I'm not saying we shouldn't have a military but resorting to the military should be a last resort, when diplomacy has failed, and a real emergency looms. It also should be there in emergencies, that should be one of its primary uses, helping save lives in extreme, emergency situations. For example, in huge storms, earthquakes, etc. they should be able to help.
We should never be working behind the scenes to further goals that are contradictory to the public interest or to the values we stand for. That should be forbidden in the Constitution and any deals struck that cancel out the benefits of our democracy should automatically be void in advance. This would mean that trade agreement provisions which cancel out gains made in banking and health care regulation, that currently threaten to erase literally all the gains made in the last 21 years would not be hanging over us. So called "ratchet" "standstill" and "rollback" caused by WTO provisions would be eliminated.

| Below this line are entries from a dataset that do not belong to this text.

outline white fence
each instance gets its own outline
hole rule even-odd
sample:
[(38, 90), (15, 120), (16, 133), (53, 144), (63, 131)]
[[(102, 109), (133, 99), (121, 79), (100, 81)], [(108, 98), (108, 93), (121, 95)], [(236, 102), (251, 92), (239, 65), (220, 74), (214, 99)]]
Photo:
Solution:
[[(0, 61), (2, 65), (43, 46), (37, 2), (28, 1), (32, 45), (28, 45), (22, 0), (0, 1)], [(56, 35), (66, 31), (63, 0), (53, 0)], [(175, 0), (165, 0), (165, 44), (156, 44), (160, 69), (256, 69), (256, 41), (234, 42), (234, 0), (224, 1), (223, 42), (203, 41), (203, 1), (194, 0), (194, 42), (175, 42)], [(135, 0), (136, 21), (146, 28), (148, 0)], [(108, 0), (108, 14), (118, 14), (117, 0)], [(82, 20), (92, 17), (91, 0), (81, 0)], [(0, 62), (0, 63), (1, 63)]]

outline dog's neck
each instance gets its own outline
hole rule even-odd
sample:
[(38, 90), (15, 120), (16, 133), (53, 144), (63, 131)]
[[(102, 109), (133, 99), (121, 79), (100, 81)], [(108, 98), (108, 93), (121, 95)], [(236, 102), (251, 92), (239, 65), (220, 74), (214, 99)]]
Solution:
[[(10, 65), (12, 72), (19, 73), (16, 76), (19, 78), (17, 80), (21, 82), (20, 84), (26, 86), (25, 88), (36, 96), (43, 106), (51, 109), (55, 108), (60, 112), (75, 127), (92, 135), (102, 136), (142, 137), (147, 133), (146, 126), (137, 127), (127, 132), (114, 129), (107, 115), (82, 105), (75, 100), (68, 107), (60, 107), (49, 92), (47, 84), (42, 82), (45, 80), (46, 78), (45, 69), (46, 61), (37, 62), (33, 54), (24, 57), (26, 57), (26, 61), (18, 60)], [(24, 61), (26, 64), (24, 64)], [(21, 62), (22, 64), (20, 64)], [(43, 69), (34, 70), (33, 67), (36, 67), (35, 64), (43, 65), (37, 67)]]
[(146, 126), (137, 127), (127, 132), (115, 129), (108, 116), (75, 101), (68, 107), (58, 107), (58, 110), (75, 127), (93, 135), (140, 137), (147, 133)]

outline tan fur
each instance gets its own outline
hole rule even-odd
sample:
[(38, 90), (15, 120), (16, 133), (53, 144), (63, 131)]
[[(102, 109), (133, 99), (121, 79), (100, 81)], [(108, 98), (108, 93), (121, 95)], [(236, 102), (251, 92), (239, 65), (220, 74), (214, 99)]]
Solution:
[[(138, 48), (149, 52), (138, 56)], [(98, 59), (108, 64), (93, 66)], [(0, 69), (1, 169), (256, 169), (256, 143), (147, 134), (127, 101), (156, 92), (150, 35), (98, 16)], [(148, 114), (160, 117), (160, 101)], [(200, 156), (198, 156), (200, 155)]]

This would mean that as it was in the past, corporations and foreign investors
would be encouraged to buy commercial "all risk" insurance to indemnify them instead of being able to sanction our government for behaving responsibly by putting the peoples needs above multinational corporations.
No protests could be lodged by other countries simply because a law changed policy in any way unless it caused a crime against people's lives. It would be recognized again that governments function was to govern, in a balanced manner, not simply guard the interests of MNCs.
ISDS and similar trojan horse clauses and torts like 'indirect expropriation' should cease to exist. When candidates run for office, they should actually be able to make promises that could be implemented. If they promise that XYZ would happen or would not happen it would not be a joke on the nation that could never come true.
Then we could fix innumerable things that cannot be fixed today because of hidden constraints that virtually nobody knows exist.
Similarly we shouldn't be able to force bad policy changes on other nations. We should respect other nation's voters wishes as well as respect our own. This would be a big change as that has not been the case for more than two decades.
If we did these things, there would be no need for huge dramatic distractions as people could read budgets secure in the knowledge that what was said was actually what was meant, and not trying to ascertain what was happening behind the smoke and mirrors.